Ils déchirent les sacs poubelles à la recherche de nourriture, fondent sur les passants et leur volent leurs sandwichs, et avalent même des rats et des écureuils entiers.
Beaucoup de gens se plaignent de la menace des goélands urbains, mais avec les populations sauvages de certaines espèces en grave déclin, nos parcs et nos rues principales sont de plus en plus les seuls endroits où les goélands prospèrent.
Alors faut-il craindre ces courageux charognards ou les admirer ?
L'un des principaux experts britanniques en matière de goélands urbains, Peter Rock, est l'homme à qui demander. Depuis 1980, il attache des bagues d'identification colorées aux oisillons de goélands à Bristol, Bath, Cardiff, Gloucester et dans d'autres villes.
Peter Rock traque les goélands urbains depuis plus de 40 ans. Photographie : Adrian Sherratt/The Guardian"Peu importe ce que je porte, ils me reconnaissent - même d'année en année", déclare Rock, entrant dans un bâtiment universitaire à toit plat où plusieurs couples de goélands construisent leurs nids. "Traduit grossièrement, ils disent:" Quittez notre terre. ""

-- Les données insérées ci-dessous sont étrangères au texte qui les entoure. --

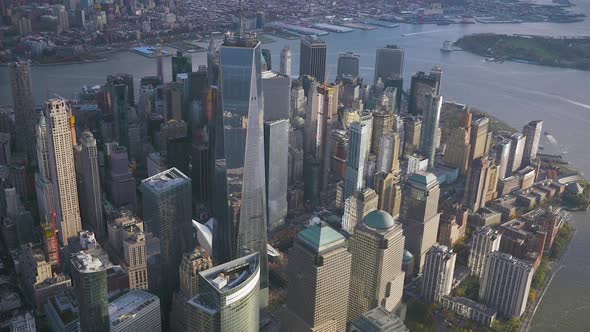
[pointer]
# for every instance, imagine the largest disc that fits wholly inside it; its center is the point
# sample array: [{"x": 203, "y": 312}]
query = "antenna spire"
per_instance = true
[{"x": 240, "y": 20}]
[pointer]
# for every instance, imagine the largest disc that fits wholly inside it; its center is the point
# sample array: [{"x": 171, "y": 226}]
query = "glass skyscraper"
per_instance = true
[{"x": 240, "y": 61}]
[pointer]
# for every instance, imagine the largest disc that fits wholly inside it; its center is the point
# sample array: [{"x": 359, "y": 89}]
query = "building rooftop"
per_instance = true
[
  {"x": 379, "y": 219},
  {"x": 320, "y": 236},
  {"x": 423, "y": 178},
  {"x": 379, "y": 320},
  {"x": 165, "y": 180},
  {"x": 129, "y": 305},
  {"x": 230, "y": 275},
  {"x": 86, "y": 263}
]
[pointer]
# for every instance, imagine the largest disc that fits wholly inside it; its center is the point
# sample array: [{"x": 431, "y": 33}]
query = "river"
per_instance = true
[{"x": 513, "y": 92}]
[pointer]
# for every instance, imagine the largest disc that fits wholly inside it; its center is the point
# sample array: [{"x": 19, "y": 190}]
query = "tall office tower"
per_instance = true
[
  {"x": 483, "y": 241},
  {"x": 60, "y": 153},
  {"x": 389, "y": 63},
  {"x": 277, "y": 95},
  {"x": 376, "y": 277},
  {"x": 505, "y": 284},
  {"x": 127, "y": 239},
  {"x": 422, "y": 85},
  {"x": 502, "y": 157},
  {"x": 173, "y": 101},
  {"x": 167, "y": 214},
  {"x": 382, "y": 125},
  {"x": 476, "y": 184},
  {"x": 357, "y": 156},
  {"x": 228, "y": 299},
  {"x": 517, "y": 143},
  {"x": 437, "y": 280},
  {"x": 357, "y": 206},
  {"x": 532, "y": 132},
  {"x": 366, "y": 118},
  {"x": 297, "y": 99},
  {"x": 120, "y": 183},
  {"x": 479, "y": 138},
  {"x": 412, "y": 135},
  {"x": 243, "y": 116},
  {"x": 213, "y": 63},
  {"x": 24, "y": 107},
  {"x": 160, "y": 63},
  {"x": 419, "y": 215},
  {"x": 124, "y": 79},
  {"x": 388, "y": 154},
  {"x": 192, "y": 263},
  {"x": 430, "y": 127},
  {"x": 276, "y": 153},
  {"x": 312, "y": 58},
  {"x": 348, "y": 65},
  {"x": 88, "y": 176},
  {"x": 90, "y": 280},
  {"x": 319, "y": 281},
  {"x": 286, "y": 61},
  {"x": 389, "y": 191},
  {"x": 135, "y": 311},
  {"x": 458, "y": 149},
  {"x": 181, "y": 64}
]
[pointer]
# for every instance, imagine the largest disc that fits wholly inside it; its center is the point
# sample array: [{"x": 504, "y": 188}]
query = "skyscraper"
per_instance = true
[
  {"x": 376, "y": 279},
  {"x": 479, "y": 138},
  {"x": 348, "y": 65},
  {"x": 276, "y": 151},
  {"x": 243, "y": 115},
  {"x": 476, "y": 184},
  {"x": 357, "y": 206},
  {"x": 419, "y": 215},
  {"x": 277, "y": 95},
  {"x": 389, "y": 191},
  {"x": 483, "y": 241},
  {"x": 389, "y": 63},
  {"x": 430, "y": 127},
  {"x": 319, "y": 280},
  {"x": 517, "y": 144},
  {"x": 502, "y": 157},
  {"x": 423, "y": 84},
  {"x": 167, "y": 214},
  {"x": 60, "y": 159},
  {"x": 388, "y": 154},
  {"x": 532, "y": 132},
  {"x": 312, "y": 58},
  {"x": 228, "y": 297},
  {"x": 24, "y": 107},
  {"x": 286, "y": 61},
  {"x": 90, "y": 280},
  {"x": 357, "y": 155},
  {"x": 181, "y": 64},
  {"x": 437, "y": 280},
  {"x": 88, "y": 175},
  {"x": 505, "y": 284}
]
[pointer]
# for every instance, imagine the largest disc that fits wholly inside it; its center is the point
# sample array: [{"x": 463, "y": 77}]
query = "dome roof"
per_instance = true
[{"x": 379, "y": 219}]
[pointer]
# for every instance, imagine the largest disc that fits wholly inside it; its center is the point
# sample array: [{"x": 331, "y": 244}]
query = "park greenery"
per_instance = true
[{"x": 548, "y": 51}]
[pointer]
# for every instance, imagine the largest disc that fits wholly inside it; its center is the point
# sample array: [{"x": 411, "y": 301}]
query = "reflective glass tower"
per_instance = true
[{"x": 243, "y": 224}]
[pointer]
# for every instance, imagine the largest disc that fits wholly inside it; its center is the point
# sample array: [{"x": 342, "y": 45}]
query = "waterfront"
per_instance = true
[{"x": 513, "y": 92}]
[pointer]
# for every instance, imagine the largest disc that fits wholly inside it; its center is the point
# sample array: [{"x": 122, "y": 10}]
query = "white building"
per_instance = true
[
  {"x": 505, "y": 284},
  {"x": 437, "y": 280},
  {"x": 484, "y": 241}
]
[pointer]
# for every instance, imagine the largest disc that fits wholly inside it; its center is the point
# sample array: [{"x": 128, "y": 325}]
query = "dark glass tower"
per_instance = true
[
  {"x": 312, "y": 60},
  {"x": 243, "y": 138}
]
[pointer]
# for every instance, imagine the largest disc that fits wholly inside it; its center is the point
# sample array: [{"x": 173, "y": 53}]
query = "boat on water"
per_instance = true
[{"x": 447, "y": 47}]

Armé d'un filet, de quelques pinces et d'une chaîne d'étiquettes d'identification, Rock prévoit d'attraper les oisillons récemment éclos et de leur faire sonner les pattes, pour aider à mieux comprendre comment les goélands nains et l'autre principal goéland urbain - le goéland argenté - évoluent avec le temps.
Les goélands n'ont pas toujours occupé les villes comme ils le font aujourd'hui. Un événement décisif a été l'adoption de la Clean Air Act en 1956, qui interdisait de brûler des ordures, entraînant une augmentation des quantités de déchets alimentaires enfouis dans des décharges. "Les gens se plaignent des goélands urbains, mais ils sont ici à notre invitation", explique Rock. "Mon rôle, tel que je le vois, est de découvrir qui sont vraiment ces oiseaux et de fournir cette information à tous."
Avec autant de nourriture disponible, davantage d'oiseaux adultes ont survécu et ont pu élever davantage de leurs oisillons à l'envol. Alors que les ...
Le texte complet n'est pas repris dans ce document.